The morning news shows yesterday had discussions about an open letter in The Princetonian penned by a Princeton alumna. This letter, which the author claims was intended only as "advice", suggests that women attending Princeton should, in addition to pursuing a degree, also pursue a husband.
"Smart women can't (shouldn't) marry men who aren't at least their intellectual equal. As Princeton women, we have almost priced ourselves out of the market. Simply put, there is a very limited population of men who are as smart or smarter than we are. "
“And I say again — you will never again be surrounded by this concentration of men who are worthy of you. Of course, once you graduate, you will meet men who are your intellectual equal — just not that many of them."
I didn't attend an Ivy League school, opting instead to attend a less illustrious, but vastly more affordable school back in the Eighties, when it would have been considered absolute heresy for any self-respecting young woman to admit to looking for her MRS alongside her BA. That doesn't mean many women weren't hoping to find a suitable husband at college, just that nobody--and I do mean nobody--would ever publicly say so.

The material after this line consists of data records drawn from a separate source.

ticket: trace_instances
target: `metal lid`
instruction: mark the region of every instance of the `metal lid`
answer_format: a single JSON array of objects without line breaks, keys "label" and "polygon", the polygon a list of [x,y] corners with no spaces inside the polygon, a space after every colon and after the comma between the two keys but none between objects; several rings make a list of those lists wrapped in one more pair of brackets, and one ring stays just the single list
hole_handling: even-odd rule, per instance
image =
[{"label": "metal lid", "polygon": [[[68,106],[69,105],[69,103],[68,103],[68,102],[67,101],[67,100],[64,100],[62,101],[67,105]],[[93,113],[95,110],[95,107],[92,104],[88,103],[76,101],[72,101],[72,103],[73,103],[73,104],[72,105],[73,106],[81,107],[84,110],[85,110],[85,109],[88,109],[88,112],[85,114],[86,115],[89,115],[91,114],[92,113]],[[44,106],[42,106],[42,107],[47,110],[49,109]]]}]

Fast-forward 30 years, and here's a woman who says, basically, that college is the richest source of eligible, suitable young men most women are likely to ever encounter, so why not look for a mate while you get your education? I'm honestly not sure how I feel about her advice; it seems outdated and somehow insulting to women to suggest that they need to snare a spouse while they can ... but I'm not really sure she's wrong.